Question 10.1: Figure 10–12 shows an L-shaped lever carrying a downward for...

Objective   Compute the stress condition and draw the stress element.

Given          Geometry and loading in Figure 10–12; P = 1500 N

Dimensions: a = 150 mm, b = 300 mm, D = 30 mm

Analysis      Figure 10–13 shows the lever separated into two free-body diagrams. The point of interest is labeled “element K” at the right end of the lever where it joins the fixed support.
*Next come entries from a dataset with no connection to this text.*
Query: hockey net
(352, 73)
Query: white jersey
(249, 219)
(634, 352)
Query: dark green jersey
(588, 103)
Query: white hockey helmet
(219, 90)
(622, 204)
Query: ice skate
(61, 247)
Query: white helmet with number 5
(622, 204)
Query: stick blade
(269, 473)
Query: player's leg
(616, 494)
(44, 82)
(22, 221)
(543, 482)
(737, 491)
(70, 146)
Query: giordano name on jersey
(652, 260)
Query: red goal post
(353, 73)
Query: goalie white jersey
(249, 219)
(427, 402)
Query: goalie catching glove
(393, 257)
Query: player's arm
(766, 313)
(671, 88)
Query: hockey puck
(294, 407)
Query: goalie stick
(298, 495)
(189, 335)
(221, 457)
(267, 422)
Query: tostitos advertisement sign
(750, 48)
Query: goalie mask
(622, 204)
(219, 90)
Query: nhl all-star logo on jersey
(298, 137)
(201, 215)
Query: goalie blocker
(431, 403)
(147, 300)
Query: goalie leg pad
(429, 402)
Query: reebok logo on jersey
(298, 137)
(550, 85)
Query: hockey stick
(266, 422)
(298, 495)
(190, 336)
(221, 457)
The element is subjected to bending stress due to the reaction moment at the support, M_{2} . It is also subjected to torsional shear stress due to the torque, T.

Results        Using the free-body diagrams in Figure 10-13,  we can show that

M_{1} = T = Pa = (1500 N)(150 mm) = 225 000 N·mm

M_{2} = Pb = (1500 N)(300 mm) = 450 000 N·mm

Then the bending stress on top of the bar, shown as element K in Figure 10–13(b), is

\sigma_{x} = \frac{M_{2}c}{I} = \frac{M_{2}}{S}

The section modulus S is

S = \frac{ \pi D^{3}}{32} = \frac{ \pi(30  mm)^{3}} {32} = 2651 mm³

Then

\sigma_{x} =  \frac{ 450  000  N·mm}{2651  mm^{3}} =  169.8 N/mm² = 169.8 MPa

The torsional shear stress is at its maximum value all around the outer surface of the bar, with the value of

\tau = \frac{T}{Z_{p}}

The polar section modulus Z_{p} is

Z_{p} = \frac{ \pi D^{3}}{16} = \frac{ \pi(30  mm)^{3}} {16} = 53011 mm³

Then

\tau =  \frac{ 225  000  N·mm}{5301  mm^{3}} =  42.4 N/mm² = 42.4 MPa

Comment  The bending and shear stresses are shown on the stress element K in Figure 10–14. This is likely to be the point of maximum combined stress, which will be discussed later in this chapter. At a point on the side of the bar on the y-axis, a larger shearing stress would exist because the maximum torsional shear stress combines with the maximum vertical shear stress due to bending. But the bending stress there is zero. That element should also be analyzed.